DuckIII wrote:Wallace shot a lower percentage on how many shots? I'd wager that Ben Wallace has probably been offensively "outproduced" season in and season out his entire career. Even when he was earning DPOY every year and playing in allstar games. Its an oversimplified analysis that doesn't encompass the impact he has on games when he's playing well.
The Pistons constantly had a positive PER differential at the center position when Wallace was there. Strictly point wise, you are right that Wallace got outproduced.
However, all of the things that you discuss in general about Wallace (good defense, dominating the boards, tips, etc.) used to show up in overall production. It no longer does. The Bulls are negative at the center position right now.
If he were a critical component of the offense, it would matter. But when Hinrich/Gordon/Smith-Chapu/Deng are out there with him, he's buttressed by 4 scorers. Its an issue, but it doesn't even sniff the significance you attach to it.
Under Boylan, with Wallace being "outproduced" by his assignment (ignoring the gross ineffenciency of that production) the Bulls are averaging 104 ppg on roughly 44 fg%. He's not a drain on the offense because he's a small part of it. Randolph shooting 8/23 or Aldridge shooting 6/17 - that is a drain on offensive production.
This is the biggest rub I have about Wallace. Offense is a 5 man game, just like defense. The Wallace high pick and roll is the perfect example of it. When Wallace is the picker, it leads to numerous turnovers and few points. Those numbers don't usually hit Wallace directly, but count against the other guys trying to make up for the fact that Wallace doesn't help and isn't being guarded.
When the Bulls run that same play with Joe Smith, they get a ton of high percentage looks.

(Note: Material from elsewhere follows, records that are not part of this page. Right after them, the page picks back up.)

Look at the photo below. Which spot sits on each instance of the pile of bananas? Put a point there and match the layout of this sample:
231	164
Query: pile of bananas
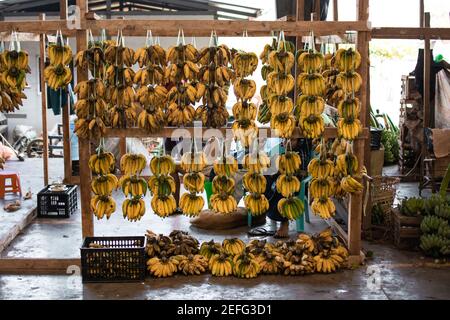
119	80
102	164
244	127
311	87
133	185
214	81
322	185
280	83
349	81
321	253
57	74
162	185
288	185
193	163
222	200
435	239
151	95
13	70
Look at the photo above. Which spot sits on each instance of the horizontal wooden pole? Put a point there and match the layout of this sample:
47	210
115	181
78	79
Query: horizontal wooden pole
37	265
410	33
139	27
222	27
190	132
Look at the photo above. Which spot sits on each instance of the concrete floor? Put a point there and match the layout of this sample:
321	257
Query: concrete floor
390	274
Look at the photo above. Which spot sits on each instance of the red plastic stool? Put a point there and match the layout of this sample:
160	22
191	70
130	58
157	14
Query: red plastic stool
13	185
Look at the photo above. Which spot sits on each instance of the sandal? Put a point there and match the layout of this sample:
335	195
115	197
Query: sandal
260	232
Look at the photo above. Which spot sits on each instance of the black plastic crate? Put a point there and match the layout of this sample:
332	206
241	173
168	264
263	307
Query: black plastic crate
113	259
57	204
375	138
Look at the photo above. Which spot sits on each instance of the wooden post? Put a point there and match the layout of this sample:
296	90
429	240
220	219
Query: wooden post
87	218
65	116
335	10
43	102
426	92
356	200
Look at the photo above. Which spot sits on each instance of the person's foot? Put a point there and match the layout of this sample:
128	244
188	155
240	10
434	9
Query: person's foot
283	231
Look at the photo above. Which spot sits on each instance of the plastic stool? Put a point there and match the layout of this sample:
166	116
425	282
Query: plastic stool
13	186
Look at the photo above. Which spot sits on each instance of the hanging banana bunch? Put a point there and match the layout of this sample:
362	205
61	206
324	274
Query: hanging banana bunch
91	107
223	184
288	185
151	95
192	202
349	81
180	73
255	182
213	84
57	74
102	164
13	70
280	83
119	79
322	186
133	186
162	185
311	88
244	127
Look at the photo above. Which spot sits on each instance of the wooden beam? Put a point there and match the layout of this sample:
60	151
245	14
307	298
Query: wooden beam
43	101
191	131
410	33
37	266
222	27
84	146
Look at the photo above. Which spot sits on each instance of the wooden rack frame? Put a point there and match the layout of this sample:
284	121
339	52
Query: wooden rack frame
223	28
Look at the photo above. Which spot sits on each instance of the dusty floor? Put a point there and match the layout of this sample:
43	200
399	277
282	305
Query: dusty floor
390	274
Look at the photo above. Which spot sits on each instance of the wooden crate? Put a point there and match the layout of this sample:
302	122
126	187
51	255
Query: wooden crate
406	230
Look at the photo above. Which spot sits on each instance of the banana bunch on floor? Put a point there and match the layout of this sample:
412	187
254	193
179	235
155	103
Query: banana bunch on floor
57	74
151	94
13	70
162	185
280	83
213	84
133	185
349	81
223	185
91	109
311	86
244	127
119	79
102	164
318	253
255	182
288	185
322	186
193	163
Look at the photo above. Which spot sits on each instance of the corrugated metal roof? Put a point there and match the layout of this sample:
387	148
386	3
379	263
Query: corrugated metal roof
123	7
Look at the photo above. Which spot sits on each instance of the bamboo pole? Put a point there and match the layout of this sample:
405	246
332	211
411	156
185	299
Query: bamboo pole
87	219
65	115
356	200
43	101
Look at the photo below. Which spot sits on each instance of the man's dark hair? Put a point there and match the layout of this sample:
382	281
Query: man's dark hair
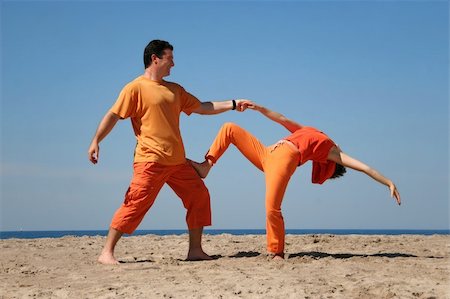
339	171
156	47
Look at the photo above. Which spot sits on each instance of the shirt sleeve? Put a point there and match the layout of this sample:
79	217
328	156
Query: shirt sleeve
188	102
126	103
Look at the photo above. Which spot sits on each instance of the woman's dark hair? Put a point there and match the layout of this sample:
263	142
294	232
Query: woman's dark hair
156	47
338	171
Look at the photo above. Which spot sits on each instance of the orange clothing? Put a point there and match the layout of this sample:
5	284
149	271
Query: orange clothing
148	179
154	109
278	162
314	145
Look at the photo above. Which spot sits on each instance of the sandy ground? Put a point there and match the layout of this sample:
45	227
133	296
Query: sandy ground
317	266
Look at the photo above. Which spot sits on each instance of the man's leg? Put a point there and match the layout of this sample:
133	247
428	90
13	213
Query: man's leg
107	255
195	196
148	179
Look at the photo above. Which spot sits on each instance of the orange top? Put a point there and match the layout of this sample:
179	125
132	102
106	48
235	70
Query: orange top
154	109
314	145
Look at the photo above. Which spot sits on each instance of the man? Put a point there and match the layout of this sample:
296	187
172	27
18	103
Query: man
154	106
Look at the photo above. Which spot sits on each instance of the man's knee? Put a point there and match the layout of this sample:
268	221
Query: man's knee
274	215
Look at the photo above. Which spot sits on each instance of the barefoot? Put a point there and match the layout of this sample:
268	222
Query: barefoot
107	259
198	255
277	256
201	168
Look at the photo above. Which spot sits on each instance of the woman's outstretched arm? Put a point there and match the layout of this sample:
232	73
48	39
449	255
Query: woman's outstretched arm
289	124
342	158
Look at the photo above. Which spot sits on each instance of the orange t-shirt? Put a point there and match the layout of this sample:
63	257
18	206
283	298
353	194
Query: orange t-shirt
154	109
314	145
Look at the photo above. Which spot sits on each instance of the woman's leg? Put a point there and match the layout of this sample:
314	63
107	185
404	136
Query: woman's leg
281	164
245	142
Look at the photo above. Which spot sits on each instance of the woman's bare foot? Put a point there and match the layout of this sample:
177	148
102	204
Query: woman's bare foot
198	255
201	168
277	256
106	258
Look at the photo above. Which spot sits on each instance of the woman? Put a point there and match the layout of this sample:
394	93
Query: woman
279	162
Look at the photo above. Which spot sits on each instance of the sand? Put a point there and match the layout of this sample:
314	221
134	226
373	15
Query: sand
317	266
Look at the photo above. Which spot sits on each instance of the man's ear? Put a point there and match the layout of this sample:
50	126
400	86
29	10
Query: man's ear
154	58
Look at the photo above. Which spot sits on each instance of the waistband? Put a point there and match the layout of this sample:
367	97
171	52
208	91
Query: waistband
285	142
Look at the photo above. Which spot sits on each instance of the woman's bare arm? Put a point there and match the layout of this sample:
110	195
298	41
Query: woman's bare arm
289	124
342	158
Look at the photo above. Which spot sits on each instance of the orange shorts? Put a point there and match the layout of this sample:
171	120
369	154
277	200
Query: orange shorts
148	179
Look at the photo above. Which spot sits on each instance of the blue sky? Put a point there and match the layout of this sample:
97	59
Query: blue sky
372	74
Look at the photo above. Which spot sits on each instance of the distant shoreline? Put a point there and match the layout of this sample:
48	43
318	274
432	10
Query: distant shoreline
80	233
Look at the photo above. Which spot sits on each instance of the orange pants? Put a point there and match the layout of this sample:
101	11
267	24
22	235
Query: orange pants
278	162
148	179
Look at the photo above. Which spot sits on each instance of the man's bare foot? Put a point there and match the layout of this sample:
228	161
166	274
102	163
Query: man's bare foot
198	255
107	259
201	168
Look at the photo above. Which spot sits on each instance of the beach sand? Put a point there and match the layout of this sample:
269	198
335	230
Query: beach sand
317	266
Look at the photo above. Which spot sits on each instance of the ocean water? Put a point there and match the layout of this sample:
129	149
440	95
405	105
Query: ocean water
80	233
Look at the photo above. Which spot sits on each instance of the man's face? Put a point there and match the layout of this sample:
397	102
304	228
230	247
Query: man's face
165	63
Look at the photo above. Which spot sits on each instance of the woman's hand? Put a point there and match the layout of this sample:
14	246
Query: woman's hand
255	106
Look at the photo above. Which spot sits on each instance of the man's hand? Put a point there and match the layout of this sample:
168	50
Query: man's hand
243	104
394	193
93	152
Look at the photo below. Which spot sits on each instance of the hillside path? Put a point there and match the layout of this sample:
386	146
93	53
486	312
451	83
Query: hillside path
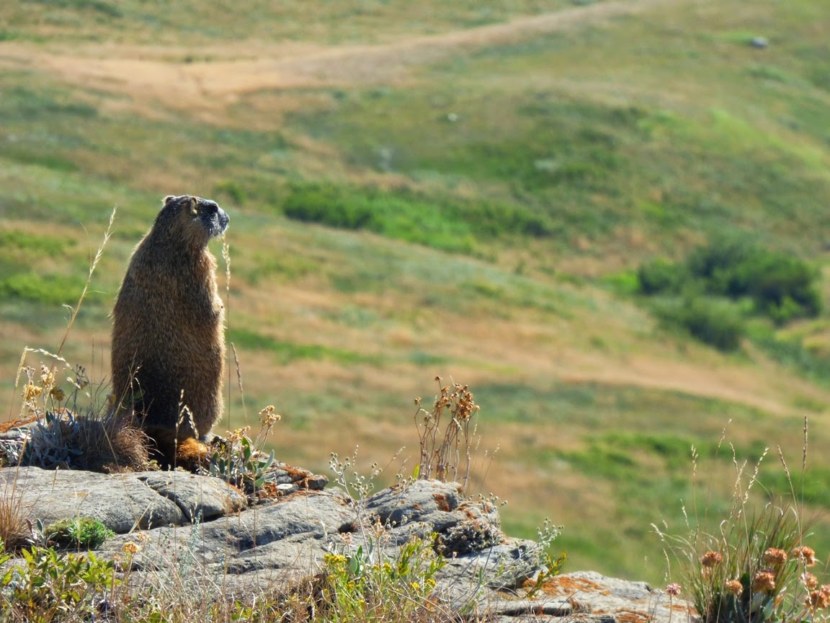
231	70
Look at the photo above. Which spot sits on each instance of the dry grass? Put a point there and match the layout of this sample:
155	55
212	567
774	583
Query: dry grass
758	567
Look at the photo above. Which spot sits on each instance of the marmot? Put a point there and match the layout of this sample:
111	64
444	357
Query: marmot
168	343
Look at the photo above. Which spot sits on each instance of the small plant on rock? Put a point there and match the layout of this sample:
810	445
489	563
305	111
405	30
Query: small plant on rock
446	433
367	585
237	460
49	586
77	533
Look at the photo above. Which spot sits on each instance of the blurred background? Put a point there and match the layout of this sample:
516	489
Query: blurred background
609	219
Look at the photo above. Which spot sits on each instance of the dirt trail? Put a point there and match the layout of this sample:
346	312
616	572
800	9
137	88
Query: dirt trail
164	74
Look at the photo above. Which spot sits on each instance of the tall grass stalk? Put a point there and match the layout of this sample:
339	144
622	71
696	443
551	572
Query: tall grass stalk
756	567
92	267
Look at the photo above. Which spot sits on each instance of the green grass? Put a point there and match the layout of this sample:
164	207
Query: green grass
479	216
285	352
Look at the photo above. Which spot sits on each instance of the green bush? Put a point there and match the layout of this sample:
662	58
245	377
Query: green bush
713	322
783	287
660	276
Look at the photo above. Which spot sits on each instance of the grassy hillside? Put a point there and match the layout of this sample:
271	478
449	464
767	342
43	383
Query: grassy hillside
467	191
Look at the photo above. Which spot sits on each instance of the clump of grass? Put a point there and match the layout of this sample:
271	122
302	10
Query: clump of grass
15	529
60	436
446	434
757	567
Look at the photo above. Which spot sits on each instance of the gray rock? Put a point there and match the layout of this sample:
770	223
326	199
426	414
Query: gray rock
123	502
197	497
197	538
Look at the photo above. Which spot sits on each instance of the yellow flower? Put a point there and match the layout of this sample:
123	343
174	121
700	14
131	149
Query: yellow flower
30	392
269	416
809	580
775	557
819	599
805	554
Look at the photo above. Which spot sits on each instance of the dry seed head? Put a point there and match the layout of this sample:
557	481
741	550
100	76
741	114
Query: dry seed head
809	580
804	554
710	559
775	557
763	582
819	599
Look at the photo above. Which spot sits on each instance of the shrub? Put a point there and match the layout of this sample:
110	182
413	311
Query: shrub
370	586
783	287
660	276
713	322
49	586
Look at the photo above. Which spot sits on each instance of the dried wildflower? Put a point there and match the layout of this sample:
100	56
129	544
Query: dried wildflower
236	435
131	548
804	554
809	581
763	582
775	557
31	391
819	599
269	416
47	376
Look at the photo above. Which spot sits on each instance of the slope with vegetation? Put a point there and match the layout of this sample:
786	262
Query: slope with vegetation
471	193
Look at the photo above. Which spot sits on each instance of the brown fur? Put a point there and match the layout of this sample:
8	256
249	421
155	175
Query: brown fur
168	344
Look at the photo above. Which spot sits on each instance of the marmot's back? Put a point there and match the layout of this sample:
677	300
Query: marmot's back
168	346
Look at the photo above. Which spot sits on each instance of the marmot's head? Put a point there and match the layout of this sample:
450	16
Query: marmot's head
193	219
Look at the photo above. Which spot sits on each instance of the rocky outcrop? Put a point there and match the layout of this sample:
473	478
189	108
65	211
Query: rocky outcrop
185	526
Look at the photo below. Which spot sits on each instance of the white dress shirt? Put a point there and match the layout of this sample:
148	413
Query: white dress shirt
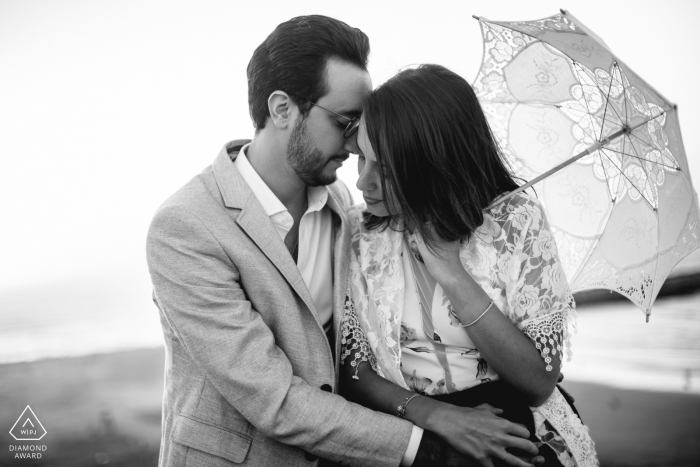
314	254
315	230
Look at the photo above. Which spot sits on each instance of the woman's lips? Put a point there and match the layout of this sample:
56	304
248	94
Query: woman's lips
371	201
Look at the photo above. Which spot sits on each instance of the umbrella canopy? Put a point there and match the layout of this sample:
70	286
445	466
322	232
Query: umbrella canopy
623	211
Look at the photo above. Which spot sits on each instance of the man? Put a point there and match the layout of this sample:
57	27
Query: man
248	262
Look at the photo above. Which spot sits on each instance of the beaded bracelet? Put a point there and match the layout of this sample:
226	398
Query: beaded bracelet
477	319
402	407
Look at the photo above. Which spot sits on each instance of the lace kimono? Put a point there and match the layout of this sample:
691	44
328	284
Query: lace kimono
398	319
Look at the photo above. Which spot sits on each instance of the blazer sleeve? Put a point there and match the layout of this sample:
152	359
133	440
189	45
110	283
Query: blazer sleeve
198	290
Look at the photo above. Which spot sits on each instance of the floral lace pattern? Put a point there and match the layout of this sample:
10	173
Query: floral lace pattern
558	414
353	340
513	257
623	214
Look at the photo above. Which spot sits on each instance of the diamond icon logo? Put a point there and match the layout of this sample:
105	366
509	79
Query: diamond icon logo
28	427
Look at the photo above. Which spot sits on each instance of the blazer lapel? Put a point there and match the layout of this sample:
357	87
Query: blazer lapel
254	221
341	259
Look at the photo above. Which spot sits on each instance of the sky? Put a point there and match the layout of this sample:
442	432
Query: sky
108	107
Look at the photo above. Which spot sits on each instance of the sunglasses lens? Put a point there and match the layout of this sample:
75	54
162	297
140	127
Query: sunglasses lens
352	127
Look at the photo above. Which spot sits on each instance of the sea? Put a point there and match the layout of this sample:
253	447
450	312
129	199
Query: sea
613	344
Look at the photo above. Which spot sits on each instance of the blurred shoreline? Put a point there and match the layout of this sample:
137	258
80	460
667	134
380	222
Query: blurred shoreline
107	407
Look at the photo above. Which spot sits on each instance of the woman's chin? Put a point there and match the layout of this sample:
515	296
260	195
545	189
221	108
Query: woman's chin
377	210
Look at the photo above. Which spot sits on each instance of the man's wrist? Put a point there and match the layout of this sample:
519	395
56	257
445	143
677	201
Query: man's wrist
413	444
430	451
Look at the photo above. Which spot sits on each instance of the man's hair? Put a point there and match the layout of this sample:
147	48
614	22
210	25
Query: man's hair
435	152
293	59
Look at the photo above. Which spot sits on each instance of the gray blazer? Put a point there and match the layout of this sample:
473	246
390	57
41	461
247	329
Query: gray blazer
250	377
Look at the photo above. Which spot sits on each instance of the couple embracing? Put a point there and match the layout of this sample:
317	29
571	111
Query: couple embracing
423	328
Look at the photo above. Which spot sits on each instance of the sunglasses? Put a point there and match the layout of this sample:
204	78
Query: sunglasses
353	122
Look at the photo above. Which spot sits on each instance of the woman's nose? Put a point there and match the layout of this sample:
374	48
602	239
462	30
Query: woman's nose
367	180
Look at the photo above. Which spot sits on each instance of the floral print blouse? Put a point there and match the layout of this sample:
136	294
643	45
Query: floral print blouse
398	319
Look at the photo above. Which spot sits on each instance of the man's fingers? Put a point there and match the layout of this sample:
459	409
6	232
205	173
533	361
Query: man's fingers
517	461
490	408
518	430
526	447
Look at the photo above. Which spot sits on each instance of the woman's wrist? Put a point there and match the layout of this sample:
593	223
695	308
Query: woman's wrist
421	412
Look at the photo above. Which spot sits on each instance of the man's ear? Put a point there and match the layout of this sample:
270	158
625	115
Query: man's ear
280	105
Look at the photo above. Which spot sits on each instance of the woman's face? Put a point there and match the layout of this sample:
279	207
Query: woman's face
369	181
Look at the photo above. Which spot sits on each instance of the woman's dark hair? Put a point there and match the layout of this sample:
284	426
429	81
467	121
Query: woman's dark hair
293	59
435	153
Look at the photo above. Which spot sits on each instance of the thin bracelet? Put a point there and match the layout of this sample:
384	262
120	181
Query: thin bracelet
402	407
477	319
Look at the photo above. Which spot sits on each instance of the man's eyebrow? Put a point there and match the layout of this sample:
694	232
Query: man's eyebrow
350	113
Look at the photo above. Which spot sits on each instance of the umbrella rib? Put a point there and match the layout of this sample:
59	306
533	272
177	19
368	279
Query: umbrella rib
646	172
642	158
624	93
628	179
607	178
607	101
576	65
605	112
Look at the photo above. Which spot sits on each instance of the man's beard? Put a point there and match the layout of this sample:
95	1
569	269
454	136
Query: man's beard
307	161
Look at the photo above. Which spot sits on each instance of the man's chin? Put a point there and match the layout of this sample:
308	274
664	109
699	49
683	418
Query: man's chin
320	179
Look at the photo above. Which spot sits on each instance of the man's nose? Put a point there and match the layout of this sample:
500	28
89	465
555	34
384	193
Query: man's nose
350	144
366	180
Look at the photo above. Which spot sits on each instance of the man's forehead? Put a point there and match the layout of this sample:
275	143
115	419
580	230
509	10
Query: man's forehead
348	86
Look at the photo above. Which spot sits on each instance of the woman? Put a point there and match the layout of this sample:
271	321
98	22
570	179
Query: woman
447	298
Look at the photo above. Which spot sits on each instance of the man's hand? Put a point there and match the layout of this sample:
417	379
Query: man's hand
480	435
434	451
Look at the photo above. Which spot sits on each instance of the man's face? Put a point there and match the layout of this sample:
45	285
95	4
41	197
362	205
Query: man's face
316	147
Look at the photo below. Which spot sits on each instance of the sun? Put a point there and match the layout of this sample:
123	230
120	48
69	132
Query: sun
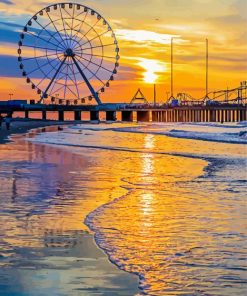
153	69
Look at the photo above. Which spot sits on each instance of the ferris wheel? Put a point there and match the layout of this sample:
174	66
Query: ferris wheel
68	52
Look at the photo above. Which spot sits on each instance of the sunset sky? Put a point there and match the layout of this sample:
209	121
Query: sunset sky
144	30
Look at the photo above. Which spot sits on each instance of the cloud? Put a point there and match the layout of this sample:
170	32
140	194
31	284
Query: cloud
8	2
144	36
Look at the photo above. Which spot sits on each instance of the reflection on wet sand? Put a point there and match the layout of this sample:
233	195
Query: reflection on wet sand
156	210
45	247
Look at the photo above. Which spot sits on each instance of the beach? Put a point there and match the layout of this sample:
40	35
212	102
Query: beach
167	212
40	258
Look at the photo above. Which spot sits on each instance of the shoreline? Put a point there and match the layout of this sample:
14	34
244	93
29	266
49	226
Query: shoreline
22	126
107	277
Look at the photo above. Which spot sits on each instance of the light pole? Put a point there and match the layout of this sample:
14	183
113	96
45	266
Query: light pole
154	94
171	97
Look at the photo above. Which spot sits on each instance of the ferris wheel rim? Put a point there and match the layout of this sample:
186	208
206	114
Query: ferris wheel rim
59	48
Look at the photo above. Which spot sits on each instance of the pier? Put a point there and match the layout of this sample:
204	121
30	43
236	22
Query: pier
128	113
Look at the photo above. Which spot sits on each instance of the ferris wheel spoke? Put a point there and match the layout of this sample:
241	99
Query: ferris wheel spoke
91	28
66	79
69	37
56	82
47	74
95	37
62	39
44	29
97	55
40	47
52	92
72	25
81	24
65	31
75	81
95	95
104	45
50	83
94	75
41	66
99	65
43	56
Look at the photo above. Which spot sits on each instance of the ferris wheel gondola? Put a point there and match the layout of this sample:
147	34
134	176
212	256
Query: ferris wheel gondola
70	50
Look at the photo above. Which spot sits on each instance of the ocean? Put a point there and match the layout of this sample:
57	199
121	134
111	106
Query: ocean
165	202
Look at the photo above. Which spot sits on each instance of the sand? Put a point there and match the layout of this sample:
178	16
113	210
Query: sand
21	126
83	269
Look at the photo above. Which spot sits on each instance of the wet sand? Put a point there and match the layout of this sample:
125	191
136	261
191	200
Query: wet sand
41	258
21	126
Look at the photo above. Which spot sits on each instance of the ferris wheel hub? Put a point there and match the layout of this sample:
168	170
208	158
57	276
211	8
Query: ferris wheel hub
69	53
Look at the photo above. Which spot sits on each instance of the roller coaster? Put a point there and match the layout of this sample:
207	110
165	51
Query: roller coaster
236	95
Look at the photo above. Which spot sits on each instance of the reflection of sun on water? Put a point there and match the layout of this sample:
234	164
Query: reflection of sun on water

Wallace's poor offensive play is more than just his stats. It becomes a negative intangible, just like his tipped passes on defense is a positive intangible.
Not to mention the hard-to-quantif offensive positives Ben Wallace provides with tipped boards, poke away steals, and blocks that lead to easier opportunities or the extra possessions he provides by being the #3 offensive rebounder in the entire NBA.
I'll give you your intangible if you give me mine.